When you know this unclean relationship
Scientists searched for how to refute it
More, same perspective
Artists… created.
Once upon a time, there were two types of humans,
Rational and emotional.
In fantasy… the two met.
Since yesterday fell World Science Day, I’d like to share with you, in two batches, this article I wrote a few months ago about my view of art as a science.
Those who tell stories tell, it must be said, there are stories from stories and from accountants to vocalists, that the character who would shed light on this story, I liked to begin her lessons with a beautiful sentence “I come to tell you a story,” I was told by a philosopher of science thinker, Maestro Zanotti, who, like the story, explains at the beginning of his article Feyerabend in Sirio how to understand the context, according to him simplified, of the history of philosophy of science, to arrive at an interpretive analysis of the ideas of the main character in this story, the Austrian Paul Feyerabend.
For Feyerabend, Rawena says, “science is a creative game in which all the axioms and ways in which each scientist wants to carry out his project are true.” I, as in the series’ intertwined plot, and agonized over my teacher’s zero-sum, giving an unexpected turning point, want to use Feyerabend’s supposed “chaos” to use his argument that science is a creative game and a “fall” and, therefore, as a person pushed and pulled by gravity. , in research – creation as a means of generating knowledge.

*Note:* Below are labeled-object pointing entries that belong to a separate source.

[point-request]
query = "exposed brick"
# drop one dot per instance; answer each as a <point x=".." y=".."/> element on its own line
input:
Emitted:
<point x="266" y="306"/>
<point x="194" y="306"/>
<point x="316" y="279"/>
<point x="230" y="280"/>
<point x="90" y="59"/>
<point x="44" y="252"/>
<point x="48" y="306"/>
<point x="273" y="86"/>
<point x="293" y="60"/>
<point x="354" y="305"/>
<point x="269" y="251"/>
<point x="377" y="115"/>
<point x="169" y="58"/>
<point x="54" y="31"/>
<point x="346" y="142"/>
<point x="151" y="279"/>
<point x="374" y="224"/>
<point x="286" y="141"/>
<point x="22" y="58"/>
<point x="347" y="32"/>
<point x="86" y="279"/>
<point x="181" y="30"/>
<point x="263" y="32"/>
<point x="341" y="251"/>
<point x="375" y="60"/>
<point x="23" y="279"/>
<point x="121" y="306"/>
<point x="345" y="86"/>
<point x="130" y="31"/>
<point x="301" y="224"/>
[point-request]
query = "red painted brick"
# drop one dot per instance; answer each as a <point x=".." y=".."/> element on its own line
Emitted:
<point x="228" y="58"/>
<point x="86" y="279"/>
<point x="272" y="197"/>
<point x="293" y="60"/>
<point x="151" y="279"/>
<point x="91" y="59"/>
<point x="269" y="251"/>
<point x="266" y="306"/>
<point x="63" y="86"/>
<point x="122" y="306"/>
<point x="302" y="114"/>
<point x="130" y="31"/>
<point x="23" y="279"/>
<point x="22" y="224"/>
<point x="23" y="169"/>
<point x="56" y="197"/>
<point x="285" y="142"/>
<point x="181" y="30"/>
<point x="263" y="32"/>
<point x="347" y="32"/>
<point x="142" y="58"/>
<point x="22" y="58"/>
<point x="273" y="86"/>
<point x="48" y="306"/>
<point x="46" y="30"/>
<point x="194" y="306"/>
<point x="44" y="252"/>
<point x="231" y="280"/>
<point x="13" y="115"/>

I start from the following premise: if theory is the result of observation and reflection, translated into creativity, then why is aesthetic (practical) embodiment understood as art, which starts from the same processes, and cannot be the generation of scientific knowledge?
Our hero Feyerabend (as Propp calls him) wrote in 1970 in his book Natural Philosophy a paragraph that could give the key to finding the intersection or cutting point between parallel lines of art and science. They are clearly separated, and they don’t always follow each other in that order. Myth anticipates science, and science has mythical features; philosophy, science, and myths sometimes coexist peacefully, sometimes in conflict with the right to exist; “myths” and “prejudices” are everywhere.” This conflict enters, on a parallel course – like our lines – between myth and philosophy, art which claims the right to substantiate its reflections, critical judgments and aesthetic results.